Show HN: An Android Launcher to Help Tone Down Phone Use - aswinmohanme
https://play.google.com/store/apps/details?id=me.aswinmohan.nophone
======
Biqh1
I've been thinking about this concept recently as well and I'm really happy to
see it out there. I was inspired by the Light Phone II [1], but didn't want to
buy a second phone, that seems to go against the ethos of minimalism a bit.

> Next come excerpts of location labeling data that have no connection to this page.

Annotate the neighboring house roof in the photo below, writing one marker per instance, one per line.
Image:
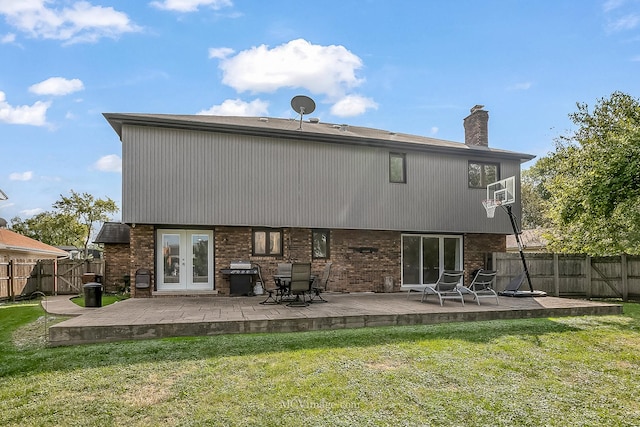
(311, 130)
(532, 241)
(12, 241)
(113, 233)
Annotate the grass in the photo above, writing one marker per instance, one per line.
(106, 299)
(577, 371)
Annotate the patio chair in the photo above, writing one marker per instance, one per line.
(447, 287)
(482, 286)
(300, 283)
(282, 279)
(272, 293)
(320, 285)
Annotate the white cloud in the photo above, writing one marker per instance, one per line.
(109, 163)
(190, 5)
(8, 38)
(237, 107)
(34, 115)
(329, 70)
(352, 105)
(628, 22)
(57, 86)
(81, 22)
(521, 86)
(31, 212)
(610, 5)
(220, 52)
(21, 176)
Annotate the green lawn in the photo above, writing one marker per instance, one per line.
(580, 371)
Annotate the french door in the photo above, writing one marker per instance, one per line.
(184, 260)
(425, 256)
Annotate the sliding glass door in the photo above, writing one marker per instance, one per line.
(185, 260)
(425, 256)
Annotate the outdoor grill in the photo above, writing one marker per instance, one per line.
(241, 277)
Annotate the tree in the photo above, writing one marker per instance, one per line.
(535, 197)
(86, 210)
(593, 180)
(52, 228)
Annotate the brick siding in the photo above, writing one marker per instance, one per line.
(353, 269)
(478, 249)
(116, 259)
(142, 241)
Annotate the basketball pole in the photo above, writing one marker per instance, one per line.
(516, 232)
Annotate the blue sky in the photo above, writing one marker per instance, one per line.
(407, 66)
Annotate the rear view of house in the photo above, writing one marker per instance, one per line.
(202, 192)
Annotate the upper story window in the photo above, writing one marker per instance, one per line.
(267, 242)
(481, 174)
(398, 167)
(320, 242)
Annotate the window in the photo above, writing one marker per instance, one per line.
(425, 256)
(397, 167)
(320, 242)
(267, 242)
(481, 174)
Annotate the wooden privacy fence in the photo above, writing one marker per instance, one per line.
(20, 279)
(579, 276)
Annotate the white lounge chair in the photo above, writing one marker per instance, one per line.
(482, 286)
(447, 287)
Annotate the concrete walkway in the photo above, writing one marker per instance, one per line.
(144, 318)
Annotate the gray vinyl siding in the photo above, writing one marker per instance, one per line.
(195, 178)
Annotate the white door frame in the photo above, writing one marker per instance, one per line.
(176, 263)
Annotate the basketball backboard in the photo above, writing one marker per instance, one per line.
(503, 192)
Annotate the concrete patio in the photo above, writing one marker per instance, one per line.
(146, 318)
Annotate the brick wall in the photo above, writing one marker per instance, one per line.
(478, 249)
(353, 270)
(116, 259)
(142, 241)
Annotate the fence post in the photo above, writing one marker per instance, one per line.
(625, 277)
(588, 276)
(556, 275)
(11, 289)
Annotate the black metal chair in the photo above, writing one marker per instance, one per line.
(447, 287)
(320, 285)
(300, 284)
(271, 299)
(482, 286)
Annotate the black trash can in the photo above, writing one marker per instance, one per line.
(92, 295)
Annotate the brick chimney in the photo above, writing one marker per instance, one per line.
(476, 129)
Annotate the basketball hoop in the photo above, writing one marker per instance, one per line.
(490, 205)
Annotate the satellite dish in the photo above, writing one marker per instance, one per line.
(302, 105)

I currently use Essential Launcher [2] for those times when I need to focus
(or save battery life).

At the moment the way I'm using 'No Phone' is to access sms/whatsapp through
the Calls app, which has a contacts list. That leaves me with two slots, one I
use for an email app and the other for a web browser. Camera can be accessed
from my lock screen. Although I appreciate the simplicity of the task list, I
would prefer to use my Google Keep notes for this, then it fulfils the role of
task manager and a basic notepad.

[1]:
[https://www.thelightphone.com/#lpii](https://www.thelightphone.com/#lpii)

[2]:
[https://f-droid.org/en/packages/de.clemensbartz.android.laun...](https://f-droid.org/en/packages/de.clemensbartz.android.launcher/)

------
jaxn
I agree with some of the reviews that mention the need for calculator and
camera. I would say that phone and SMS should be easily accessed as well.

Then, the 2 app limit would work. (I'd choose our app and our support app)